STATEMENT OF THE CASE
{¶ 2} On April 28, 2005 at 2:00 p.m., Trooper Hendershot of the St. Clairsville Highway Patrol responded to a report of a one-car collision on State Route 149 outside of Bellaire, Ohio. Appellant was still sitting in his wrecked car when the trooper arrived. It appeared that he went off the right side of the road when approaching a left turn. He then hit a guardrail and came back across the road sideways ending up facing the opposite direction on the other side of the road. (Tr. 7).

{¶ 3} Appellant was ticketed for failure to control in violation of R.C. 4511.202 and driving under the influence of alcohol or a drug of abuse in violation of R.C. 4511.19(A)(1). He originally pled guilty to the failure to control charge. The driving under the influence charge was tried to the court on July 28, 2005.

{¶ 4} Trooper Hendershot testified that appellant did not smell of alcohol or otherwise have indicators of being drunk. (Tr. 8, 11). The officer also testified that appellant was known to be a person who did not abuse alcohol. (Tr. 11). However, appellant disclosed that he was on the prescription medications Xanax and Oxycontin. (Tr. 9). He told the trooper that he last took a pill that morning and that he only took what was prescribed. (Tr. 16).

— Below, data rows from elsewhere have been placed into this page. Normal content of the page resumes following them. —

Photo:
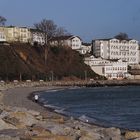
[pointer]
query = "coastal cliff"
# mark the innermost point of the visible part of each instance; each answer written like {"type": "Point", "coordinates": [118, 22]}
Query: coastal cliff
{"type": "Point", "coordinates": [23, 61]}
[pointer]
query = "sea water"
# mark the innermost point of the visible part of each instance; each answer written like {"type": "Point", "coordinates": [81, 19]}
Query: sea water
{"type": "Point", "coordinates": [107, 106]}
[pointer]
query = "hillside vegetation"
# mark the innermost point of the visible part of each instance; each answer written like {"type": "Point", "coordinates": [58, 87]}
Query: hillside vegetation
{"type": "Point", "coordinates": [22, 62]}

{¶ 5} The trooper knew appellant and thus could compare his behavior that night to his regular behavior. (Tr. 8-9). The trooper stated that appellant was definitely impaired to an extent where he should not have been driving. (Tr. 7, 8). Appellant had slow speech, his eyes were not focused, and he was looking beyond the trooper as he spoke. Appellant stumbled to exit the vehicle and had to lean on it for support. And, he stumbled when he tried to walk. (Tr. 7). The trooper also revealed that appellant was unaware of where he was. (Tr. 8).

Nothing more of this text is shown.